All students in the program already are registered nurses. They will be expected to play key roles as demand for health care goes up at the same time a shortage of primary-care physicians is anticipated.

"We know more and more of the population is aging and the aging population uses more of our health care resources and dollars," said Catherine Miller, interim dean of ISU's Mennonite College of Nursing.

The majority of doctor visits are routine and involve monitoring of lab work and medications, Miller noted. "Nurse practitioners are very good at that," she said.

One of the students, Amy O'Brien of Normal, likes the "very holistic approach" of merging nursing with a primary care role and getting to spend more time with the patients and "eliminate the fragmentation of care that happens too often."

"Every patient is different," said another student in the program, Lindsay Otero of Normal, who was attracted by the greater autonomy nurse practitioners have. "There's always so much more, a bigger picture to put together."

Andrew Tharp of Normal, who works as a nurse in the intensive care unit at OSF St. Joseph Medical Center, said he enrolled in the family nurse practitioner program to help "keep people out of the hospital setting." He is looking forward to establishing long-term patient-practitioner relationships.

All three are benefiting from a two-year, $700,000 federal advanced education nursing traineeship grant that recently was awarded to ISU's Mennonite College of Nursing by the Department of Health and Human Services.

O'Brien, a nurse in the cardio-vascular care unit at Advocate BroMenn Medical Center who also is married and a new mom, said the grant "made it possible to cut down on my work hours. It's been a huge relief."

Doctor shortage

By 2020, the United States expects a shortage of more than 20,000 primary-care physicians, according to the federal Department of Health and Human Services.

"The whole purpose of it (the grant) is to increase the number of primary-care providers," said nursing professor Denise Wilson, who is director of the grant. "The government sees this as a perfect role for the family nurse practitioner to take on."

Nurse practitioners are advanced practice nurses who receive additional training after becoming registered nurses, allowing them to provide primary care in areas including diagnosis, disease prevention and management of chronic diseases.

Wilson said developing critical thinking skills is a key part of the program.

Students are trained to look at the whole patient and their circumstances - not only diagnosing what's wrong and how to treat it, but considering how the patient can pay for it, whether they have someone to help them and whether their home is safe, said Wilson, who leads the family nurse practitioner sequence.

"We take it beyond, 'Here's a prescription' and you're out the door," she said.

In addition to the classroom, part of the training comes from working in clinical settings with a "preceptor" who critiques their work and in the college's high-tech nursing simulation lab, where they practice their bedside manner as well as using diagnostic equipment.

"A big part of our mission is not only the providing of health care, but providing it in a caring-type environment," said Wilson, who has been with the Mennonite College of Nursing for 34 years - well before it moved to ISU in 1999.

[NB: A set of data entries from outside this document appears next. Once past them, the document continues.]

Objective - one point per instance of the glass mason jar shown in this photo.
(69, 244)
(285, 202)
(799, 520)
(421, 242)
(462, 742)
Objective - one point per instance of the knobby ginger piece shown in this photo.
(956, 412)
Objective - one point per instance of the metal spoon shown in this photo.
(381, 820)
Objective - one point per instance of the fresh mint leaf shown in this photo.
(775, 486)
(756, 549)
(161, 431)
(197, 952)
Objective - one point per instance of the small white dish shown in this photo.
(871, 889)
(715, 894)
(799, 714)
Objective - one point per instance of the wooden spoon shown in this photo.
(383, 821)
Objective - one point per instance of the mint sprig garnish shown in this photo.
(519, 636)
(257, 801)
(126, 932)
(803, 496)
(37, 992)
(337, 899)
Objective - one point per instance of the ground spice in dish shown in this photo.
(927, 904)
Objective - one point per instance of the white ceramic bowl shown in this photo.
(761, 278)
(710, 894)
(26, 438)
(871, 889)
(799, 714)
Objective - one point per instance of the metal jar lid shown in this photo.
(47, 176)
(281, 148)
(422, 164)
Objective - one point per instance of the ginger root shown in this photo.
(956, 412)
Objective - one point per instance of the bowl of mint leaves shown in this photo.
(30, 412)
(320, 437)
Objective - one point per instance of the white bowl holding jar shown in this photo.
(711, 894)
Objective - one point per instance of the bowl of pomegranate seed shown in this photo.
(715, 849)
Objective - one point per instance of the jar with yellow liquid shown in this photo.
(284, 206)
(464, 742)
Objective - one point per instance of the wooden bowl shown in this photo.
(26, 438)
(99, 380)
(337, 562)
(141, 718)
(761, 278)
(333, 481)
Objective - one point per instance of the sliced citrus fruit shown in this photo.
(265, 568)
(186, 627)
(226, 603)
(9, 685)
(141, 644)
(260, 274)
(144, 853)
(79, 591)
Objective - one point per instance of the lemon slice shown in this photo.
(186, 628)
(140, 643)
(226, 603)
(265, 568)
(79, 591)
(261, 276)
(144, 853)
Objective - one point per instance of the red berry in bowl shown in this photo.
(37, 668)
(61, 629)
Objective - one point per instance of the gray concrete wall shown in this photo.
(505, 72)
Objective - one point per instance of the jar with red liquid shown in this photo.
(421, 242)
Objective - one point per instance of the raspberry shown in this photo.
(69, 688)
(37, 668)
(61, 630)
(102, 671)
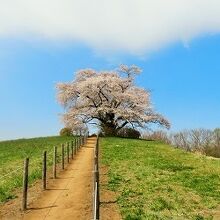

Full-time students complete the program in two years while part-time students take three years, Miller said.

About 65 students are in the program and about 20 graduate each year.

Miller and Wilson think one reason ISU was awarded the competitive grant is the success rate of its graduates on the advanced practice nurse certification exam they must take after graduation.

Since the first class graduated in 1998, ISU graduates have had a 99 percent passing rate compared to a national average in the mid-80s, Wilson said.

That means ISU is "getting family nurse practitioners out there in the workforce," Miller said.

O'Brien, who expects to graduate this spring, said the switch from the role of bedside nurse to provider takes a different mindset.

"You're the one who decides what we're going to do," she said. "Yeah, it's scary, but I know I'm getting a good foundation and that makes it comforting when I get out on my own."